Mark Mittelberg – Mark issued the question of choosing a faith from all the different options out there. His strongest point was his definition of faith as being something that rests on certainty. The Bible never speaks about “blind faith” and Christians are not called to embrace such a notion. Mark brought that point out well. Mark also spoke extensively on the ways we typically form our belief and challenged those ways, including believing the bible because mom and dad say so.
Del Tackett – This was my first time to hear Del and he is clearly a man of integrity and class. I enjoyed hearing him speak. His topic was the problem of evil; he jokingly said that he “pulled the shortest straw.” Putting Del’s obvious giftedness and love for the Lord aside for a moment, I was disappointed in his explanation of evil. He followed the traditional path of human free will and choice, citing the fact that God doesn’t make us robots. Thus, it is the free actions of humankind, not God, that brought about the evil. The only issue is that this kind of explanation assumes and requires that God has no say and no part in our choices. The bible just simply never says that. Yes, we make choices that have real consequences that we are responsible for, but we can’t remove God from the equation. Doing so, as Calvin so beautifully writes, “robs God of his Majesty.” I don’t have a problem with saying humans screwed up and we are responsible for that. I do have a problem with trying to get God “off the hook.”
Ryan Dobson – Ryan was the comedic element of the conference and was a lot of fun. His topic was relativism and he primarily used stories to try and refute the relativist’s claims that we can never know what is right and wrong, good and bad. This session dealt with the issue of “that is your truth, but mine is something different.” Such a statement, which is very prominent today, really is comical and Ryan did a great job and making us laugh and making his point.

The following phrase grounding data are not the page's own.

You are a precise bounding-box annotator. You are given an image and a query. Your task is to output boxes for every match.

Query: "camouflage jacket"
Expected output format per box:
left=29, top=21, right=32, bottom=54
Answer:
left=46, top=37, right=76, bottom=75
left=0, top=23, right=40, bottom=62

Alex McFarland – Alex had the topic that was perhaps the most important – how do we answer the science vs faith question? Unfortunately, I felt like Alex did not have a very systematic approach to his topic. He made some good points here and there, but his session did not come together very well. Plus, his use of big words and scientific terminology was a bit unnecessary. Nevertheless, he did effectively make the point that the bible and science are not in conflict. He also made the very true statement that science exists because of an original believe that God had created a universe that was capable of being studied. The best resource on this topic is “The Soul of Science” by Nancy Pearcey.
Lee Strobel – The famed author of “The Case for Christ” was the final speaker and, in fact, presented the best session. His topic was handling tough people graciously and winsomely. The “take home” point for Strobel, which he delivered very effectively, was the need for us Christians to use these words when talking with tough people: “I don’t know.” Lee effectively demonstrated how a need to have all the answers even when we don’t have all the answers can do more harm than good. He said that ultimately our love and our respect of the person we are talking with is what will win them to Christ. In other words, we need to be Christ to these people. Indeed.
So, I am glad we were able to be a part of the Big Dig. Like any other conference, it was a conference. We now have the more important role of teaching, equipping, and loving on our students day in and day out, teaching them the big truths of God’s word and helping them to see a little more today just how big God really is. Conferences come and go. The word of the Lord endures forever.